Oskarżyciel posiłkowy domagał się bezzasadnie uchylenia zaskarżonego orzeczenia i przekazania sprawy do ponownego rozpoznania Sądowi I Instancji. Materiał dowodowy zebrany w sprawie wskazywał wprawdzie na występowanie dwóch skrajnie odmiennych wersji wydarzeń z dnia 25 września 2015 r., niemniej jednak Sąd uznał za w pełni wiarygodny przebieg zdarzeń prezentowany przez obwinionego, który to został potwierdzony logicznymi, spójnymi i wyczerpującymi zeznaniami świadka w osobie małoletniego D. F.. W tym kontekście za bezzasadny Sąd uznał zarzut apelacyjny pełnomocnika oskarżyciela posiłkowego odnoszący się do oparcia rozstrzygnięcia na wątpliwych wyjaśnieniach obwinionego oraz zeznaniach jego małoletniego syna. Podkreślić bowiem należy, iż w swojej ocenie wiarygodności zeznań małoletniego Sąd w głównej mierze kierował się treścią wydanej w sprawie opinii psychologicznej z dnia 2 października 2016 r. w odniesieniu do osoby małoletniego na okoliczność oceny stanu jego rozwoju umysłowego, jak i zdolności do postrzegania i odtwarzania spostrzeżeń, która to jednoznacznie wskazywała na brak jakichkolwiek przeciwwskazań do uznania prezentowanej przez małoletniego wersji zdarzeń za prawdziwą. Biegła wyraźnie stwierdziła bowiem, iż małoletni w swojej swobodnej wypowiedzi dotyczącej zdarzenia relacjonował jego przebieg w sposób niezwykle logiczny i rzeczowy. Również odpowiedzi małoletniego na zadawane mu pytania nie budziły najmniejszej wątpliwości z punktu widzenia ich wiarygodności, albowiem były w pełni kompatybilne. Stąd też nie istniały podstawy ku temu, by uznać, iż zeznania małoletniego świadka nie zostały oparte na jego własnych spostrzeżeniach, toteż wykluczone było, iż wiarygodność wspomnianych zeznań mogła zostać zaburzona uprzednimi sugestiami rodziców małoletniego. Dziecko złożyło bowiem wyczerpujące zeznania co do przebiegu zdarzeń, posługując się przy tym zasobem słownictwa i sposobem wypowiedzi w pełni dostosowanym do wieku, toteż wykluczone było, iż cytuje słowa dorosłych w celu przedstawienia całego wydarzenia w sposób jak najbardziej korzystny dla obwinionego. Stąd też zważywszy na koherentność wspomnianych relacji nie zachodziły jakiekolwiek wątpliwości co do stanu faktycznego sprawy, mogące podważać wiarygodność twierdzeń wyrażanych zarówno przez obwinionego, jak i jego małoletniego syna.

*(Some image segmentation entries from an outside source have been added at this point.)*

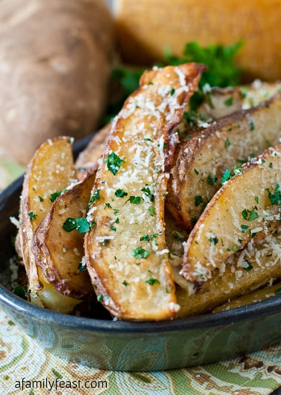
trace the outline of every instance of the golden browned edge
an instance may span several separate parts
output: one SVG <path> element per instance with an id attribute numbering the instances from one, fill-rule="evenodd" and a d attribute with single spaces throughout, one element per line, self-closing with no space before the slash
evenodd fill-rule
<path id="1" fill-rule="evenodd" d="M 187 193 L 187 191 L 188 193 L 189 186 L 187 177 L 188 177 L 188 171 L 191 168 L 196 155 L 205 145 L 208 144 L 208 139 L 217 131 L 228 125 L 246 119 L 247 117 L 258 112 L 261 108 L 268 108 L 276 97 L 280 96 L 280 94 L 276 94 L 258 106 L 248 110 L 236 111 L 230 115 L 220 118 L 207 128 L 194 129 L 189 132 L 190 138 L 185 138 L 177 145 L 168 183 L 166 207 L 186 230 L 191 231 L 195 225 L 194 222 L 190 218 L 187 218 L 184 213 L 183 213 L 182 202 L 184 202 L 182 196 Z M 197 219 L 198 218 L 196 218 Z"/>
<path id="2" fill-rule="evenodd" d="M 226 302 L 215 307 L 212 310 L 212 313 L 217 313 L 224 310 L 229 310 L 231 308 L 240 307 L 247 304 L 251 304 L 256 302 L 265 300 L 269 298 L 273 297 L 277 294 L 276 291 L 281 288 L 281 282 L 278 282 L 273 285 L 267 285 L 264 288 L 257 289 L 255 291 L 242 295 L 235 299 L 233 299 L 230 301 Z"/>
<path id="3" fill-rule="evenodd" d="M 96 170 L 98 160 L 102 156 L 109 138 L 112 123 L 110 122 L 95 133 L 87 146 L 81 151 L 75 163 L 77 178 L 83 180 L 87 173 Z"/>
<path id="4" fill-rule="evenodd" d="M 55 137 L 52 139 L 53 142 L 63 140 L 69 140 L 69 136 Z M 41 147 L 47 142 L 43 143 L 38 148 L 38 150 L 34 154 L 31 161 L 29 163 L 23 185 L 23 190 L 21 196 L 20 210 L 19 220 L 21 223 L 19 232 L 19 243 L 18 245 L 21 245 L 20 251 L 22 255 L 23 261 L 25 267 L 28 278 L 29 279 L 29 286 L 34 290 L 40 290 L 43 288 L 43 284 L 40 281 L 38 274 L 37 267 L 35 264 L 35 257 L 31 250 L 31 240 L 33 237 L 35 229 L 33 229 L 33 224 L 28 214 L 30 212 L 30 196 L 29 196 L 29 180 L 32 172 L 33 170 L 34 163 L 36 160 L 37 153 Z M 47 212 L 47 211 L 46 211 Z M 31 281 L 31 283 L 30 281 Z"/>
<path id="5" fill-rule="evenodd" d="M 254 167 L 256 165 L 256 160 L 259 158 L 264 159 L 265 158 L 267 158 L 270 156 L 272 154 L 272 149 L 275 149 L 276 150 L 281 150 L 281 143 L 278 143 L 273 147 L 269 147 L 268 149 L 263 151 L 263 152 L 260 155 L 258 155 L 255 158 L 253 158 L 252 160 L 250 160 L 245 163 L 243 163 L 241 166 L 243 173 L 244 173 L 247 171 L 250 171 L 253 167 Z M 253 160 L 254 161 L 253 162 Z M 231 178 L 225 182 L 223 185 L 222 185 L 218 190 L 217 193 L 214 195 L 210 201 L 209 202 L 204 211 L 203 212 L 204 217 L 205 217 L 206 215 L 207 215 L 208 212 L 216 204 L 217 199 L 223 194 L 224 190 L 226 188 L 228 188 L 230 185 L 235 182 L 237 178 L 239 177 L 239 174 L 234 175 Z M 198 279 L 196 276 L 194 275 L 190 271 L 190 264 L 188 262 L 188 251 L 190 246 L 193 242 L 195 236 L 198 231 L 198 229 L 199 229 L 199 227 L 201 224 L 202 220 L 200 220 L 200 218 L 202 218 L 202 216 L 201 216 L 199 218 L 198 221 L 196 222 L 195 225 L 192 229 L 189 234 L 185 247 L 184 253 L 183 257 L 182 274 L 185 278 L 188 281 L 197 281 Z M 278 223 L 277 222 L 271 223 L 270 232 L 274 232 L 275 229 L 277 227 L 278 224 Z M 263 231 L 259 232 L 256 236 L 254 236 L 254 237 L 253 237 L 253 239 L 255 242 L 257 242 L 265 237 L 266 234 Z M 249 241 L 250 240 L 249 240 Z M 245 243 L 244 244 L 241 243 L 241 249 L 244 245 L 245 245 Z M 230 255 L 231 253 L 232 253 L 230 252 L 229 255 Z M 213 270 L 215 268 L 213 267 Z"/>
<path id="6" fill-rule="evenodd" d="M 172 161 L 173 159 L 173 157 L 174 155 L 174 152 L 175 148 L 176 145 L 176 140 L 175 140 L 173 142 L 174 144 L 173 145 L 171 145 L 171 143 L 170 141 L 171 138 L 169 138 L 169 135 L 170 134 L 171 131 L 173 130 L 175 126 L 178 124 L 178 123 L 181 121 L 183 115 L 183 112 L 184 111 L 185 107 L 183 106 L 182 105 L 185 102 L 187 102 L 187 101 L 189 99 L 190 97 L 191 96 L 192 94 L 193 94 L 195 89 L 198 83 L 199 83 L 199 81 L 201 77 L 201 74 L 202 72 L 205 70 L 205 66 L 203 65 L 200 65 L 195 63 L 190 63 L 187 64 L 182 65 L 180 66 L 178 66 L 179 67 L 184 73 L 186 72 L 187 73 L 187 75 L 186 76 L 186 82 L 187 84 L 189 82 L 192 83 L 192 86 L 191 87 L 190 87 L 190 90 L 188 92 L 183 92 L 181 96 L 179 97 L 178 101 L 179 102 L 180 105 L 181 105 L 182 108 L 180 111 L 177 113 L 177 116 L 176 117 L 176 119 L 173 120 L 173 123 L 171 123 L 170 125 L 167 125 L 167 124 L 164 124 L 163 125 L 163 129 L 161 131 L 162 133 L 165 136 L 165 142 L 167 144 L 166 150 L 168 150 L 169 152 L 169 154 L 170 155 L 170 161 L 168 161 L 168 163 L 166 163 L 166 170 L 169 169 L 169 165 L 171 165 L 172 163 Z M 142 76 L 142 78 L 140 80 L 139 85 L 140 88 L 135 91 L 134 93 L 132 94 L 131 96 L 137 96 L 139 92 L 140 92 L 142 90 L 142 87 L 143 85 L 148 84 L 150 82 L 151 82 L 153 80 L 154 78 L 157 75 L 158 71 L 154 71 L 154 70 L 150 70 L 147 71 L 145 72 L 145 73 Z M 123 109 L 125 108 L 126 105 L 129 103 L 129 97 L 125 101 L 124 104 L 123 106 Z M 121 118 L 119 117 L 117 118 L 117 120 L 114 125 L 114 127 L 111 129 L 110 132 L 110 137 L 113 138 L 116 135 L 118 135 L 118 130 L 122 130 L 122 123 L 123 122 L 123 120 Z M 112 146 L 114 146 L 114 141 L 113 141 L 113 139 L 109 138 L 109 141 L 107 143 L 107 145 L 106 146 L 106 152 L 108 152 L 109 148 L 112 148 Z M 112 149 L 112 151 L 114 151 L 114 149 Z M 106 160 L 106 156 L 105 155 L 104 158 L 104 160 Z M 93 190 L 94 191 L 97 188 L 97 186 L 98 185 L 98 179 L 101 178 L 101 175 L 99 173 L 99 170 L 98 170 L 97 176 L 96 177 L 96 180 L 95 182 L 95 185 L 94 185 L 94 187 Z M 163 184 L 165 183 L 165 180 L 164 181 Z M 167 185 L 167 182 L 166 183 Z M 161 223 L 164 223 L 164 202 L 161 205 L 160 201 L 156 206 L 156 206 L 155 208 L 156 209 L 156 211 L 157 212 L 158 218 L 159 219 L 159 220 Z M 91 232 L 94 231 L 93 229 L 91 230 Z M 90 243 L 91 242 L 91 232 L 88 232 L 85 236 L 85 245 L 86 246 L 87 244 Z M 121 317 L 123 319 L 130 319 L 129 315 L 128 316 L 127 316 L 127 313 L 126 311 L 122 311 L 121 306 L 119 305 L 118 302 L 116 302 L 114 301 L 114 298 L 111 297 L 111 292 L 110 292 L 110 290 L 107 289 L 106 288 L 106 285 L 104 282 L 104 279 L 101 278 L 100 275 L 100 273 L 99 273 L 98 269 L 94 267 L 94 265 L 92 264 L 92 262 L 90 261 L 89 257 L 86 255 L 86 260 L 87 260 L 87 266 L 88 269 L 88 271 L 90 274 L 90 276 L 92 279 L 92 282 L 93 285 L 94 285 L 94 288 L 95 289 L 95 292 L 96 292 L 96 294 L 98 295 L 99 294 L 101 294 L 102 295 L 108 295 L 109 296 L 109 303 L 107 303 L 106 305 L 105 305 L 103 300 L 102 300 L 102 302 L 104 304 L 105 308 L 108 309 L 112 314 L 114 315 L 116 315 L 119 317 Z M 169 270 L 169 272 L 171 272 L 171 269 Z M 170 274 L 171 274 L 170 272 L 168 273 L 169 275 L 169 277 L 171 277 Z M 175 290 L 175 285 L 174 284 L 173 285 L 172 288 L 174 289 L 174 293 Z M 170 317 L 172 317 L 175 316 L 175 312 L 172 311 L 171 310 L 170 312 Z M 164 317 L 156 317 L 156 319 L 163 319 L 168 318 L 169 317 L 168 315 Z"/>
<path id="7" fill-rule="evenodd" d="M 81 183 L 76 184 L 72 188 L 57 198 L 47 213 L 45 218 L 35 231 L 32 239 L 31 248 L 35 258 L 36 264 L 41 268 L 48 281 L 58 291 L 66 296 L 71 296 L 75 299 L 81 299 L 85 295 L 92 293 L 93 287 L 88 272 L 77 272 L 79 262 L 73 262 L 73 267 L 68 273 L 67 278 L 62 276 L 60 267 L 58 266 L 58 262 L 56 261 L 56 255 L 57 252 L 52 250 L 54 247 L 52 245 L 53 237 L 51 232 L 53 228 L 57 229 L 58 227 L 57 226 L 54 226 L 53 215 L 62 201 L 64 202 L 69 199 L 69 204 L 71 205 L 73 208 L 73 205 L 75 204 L 75 201 L 77 201 L 79 200 L 81 202 L 80 198 L 81 194 L 86 194 L 84 197 L 86 210 L 90 200 L 91 190 L 95 177 L 95 174 L 94 172 L 88 174 Z M 79 215 L 80 213 L 79 209 Z M 68 216 L 68 215 L 62 215 L 61 227 L 64 220 Z M 74 217 L 77 217 L 76 215 Z M 60 243 L 62 242 L 61 240 L 63 238 L 64 231 L 62 230 L 61 234 L 59 233 L 57 234 L 57 237 L 60 238 Z M 75 244 L 78 249 L 83 250 L 84 233 L 78 233 L 76 231 L 74 230 L 71 234 L 71 234 L 73 244 Z M 62 250 L 61 253 L 64 253 Z M 75 282 L 77 282 L 77 284 L 73 284 L 72 281 L 73 278 L 76 280 Z"/>

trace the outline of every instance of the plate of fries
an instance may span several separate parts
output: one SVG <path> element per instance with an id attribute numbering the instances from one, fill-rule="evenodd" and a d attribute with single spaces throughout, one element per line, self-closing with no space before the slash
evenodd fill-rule
<path id="1" fill-rule="evenodd" d="M 205 70 L 147 70 L 109 125 L 46 141 L 0 195 L 0 304 L 42 346 L 159 370 L 279 340 L 280 85 L 192 110 Z"/>

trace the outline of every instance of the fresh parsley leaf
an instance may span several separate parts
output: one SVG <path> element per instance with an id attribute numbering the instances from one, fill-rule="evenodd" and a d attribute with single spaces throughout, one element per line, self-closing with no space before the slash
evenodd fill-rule
<path id="1" fill-rule="evenodd" d="M 127 194 L 123 189 L 116 189 L 114 193 L 115 196 L 117 197 L 124 197 L 124 196 L 126 196 Z"/>
<path id="2" fill-rule="evenodd" d="M 62 228 L 66 232 L 72 232 L 77 229 L 78 233 L 83 233 L 90 230 L 90 226 L 87 219 L 83 217 L 78 218 L 69 217 L 63 223 Z"/>
<path id="3" fill-rule="evenodd" d="M 115 152 L 111 152 L 106 158 L 107 168 L 114 176 L 119 169 L 121 164 L 124 162 L 124 161 L 119 158 Z"/>
<path id="4" fill-rule="evenodd" d="M 160 281 L 159 280 L 158 280 L 157 278 L 154 278 L 151 275 L 149 279 L 147 280 L 146 282 L 147 282 L 148 284 L 149 284 L 150 285 L 154 285 L 155 284 L 160 284 Z"/>

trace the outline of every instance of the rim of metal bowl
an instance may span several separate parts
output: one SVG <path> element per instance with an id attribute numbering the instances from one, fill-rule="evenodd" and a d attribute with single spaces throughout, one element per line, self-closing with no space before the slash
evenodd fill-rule
<path id="1" fill-rule="evenodd" d="M 89 141 L 91 136 L 87 136 L 74 143 L 74 153 L 79 152 Z M 21 190 L 24 176 L 17 178 L 0 193 L 0 212 L 6 202 L 14 194 Z M 159 321 L 128 321 L 109 320 L 78 317 L 64 314 L 42 308 L 32 304 L 15 295 L 0 284 L 0 302 L 13 310 L 24 314 L 26 317 L 36 320 L 53 323 L 68 329 L 79 328 L 80 330 L 115 333 L 172 333 L 193 328 L 227 325 L 235 322 L 278 314 L 281 312 L 281 295 L 251 304 L 214 313 L 208 313 Z"/>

Z powyższych też względów Sąd nie podzielił również stanowiska pełnomocnika oskarżyciela posiłkowego o naruszeniu przez Sąd I Instancji przepisów dotyczących przesłuchania małoletniego, jak i w związku z tym koniecznego przesłuchania dziecka w warunkach tzw. niebieskiego pokoju. Podkreślić przy tym należy, iż obowiązujące przepisy nie przewidują obligatoryjnego przesłuchania małoletniego świadka wykroczenia we wspomnianych warunkach. Przesłuchanie dziecka jako specyficznego uczestnika postępowania karnego odbywa się bowiem w zgodzie z zasadami i trybem określonym w rozporządzeniu Ministra Sprawiedliwości z dnia 18 grudnia 2013 r. w sprawie sposobu przygotowania przesłuchania prowadzonego w trybie określonym w art. 185 a- 185 c k.p.k. Podkreślić przy tym należy, iż przewidziane tam odrębne zasady dotyczące przesłuchania dzieci poniżej 15 roku życia dotyczą jednak spraw o przestępstwa na tle seksualnym, kiedy to wskazane czynności przesłuchania małoletniego powinny odbywać się w odpowiednio przystosowanych do tego pomieszczeniach. Brak natomiast zbliżonej regulacji odnoszącej się wprost do małoletniego świadka wykroczenia drogowego. Dlatego też z powyższych względów sposób przesłuchania małoletniego uznać należało za w pełni prawidłowy i zgodny z podkreślaną w orzecznictwie Sądu Najwyższego zasadą ochrony zdrowia dziecka ( por. wyrok SN z dnia 22.01.2008 r., sygn. akt V KK 216/08). Małoletni został bowiem przesłuchany jednokrotnie w obecności biegłego psychologa, nie wykazując przy tym przejawów nadmiernego stresu naturalnego w tego typu sytuacjach. Podkreślić przy tym należy, iż biegły psycholog nie dostrzegał jakichkolwiek przeciwwskazań co do zastosowanego sposobu przesłuchania małoletniego, a zatem specjalistyczna wiedza biegłego w tym zakresie pozostawała dla Sądu wystarczającym argumentem dla uznania zeznań małoletniego za w pełni wiarygodne, logiczne i tworzące kompleksową relację z przebiegu zdarzenia. W tym kontekście wykluczono więc jakąkolwiek możliwość wpływania rodziców małoletniego na treść złożonych przezeń zeznań, co pozwalało Sądowi potwierdzić ustalenia dokonane przez Sąd I Instancji w zakresie podstaw uzasadnienia faktycznego wydanego wyroku.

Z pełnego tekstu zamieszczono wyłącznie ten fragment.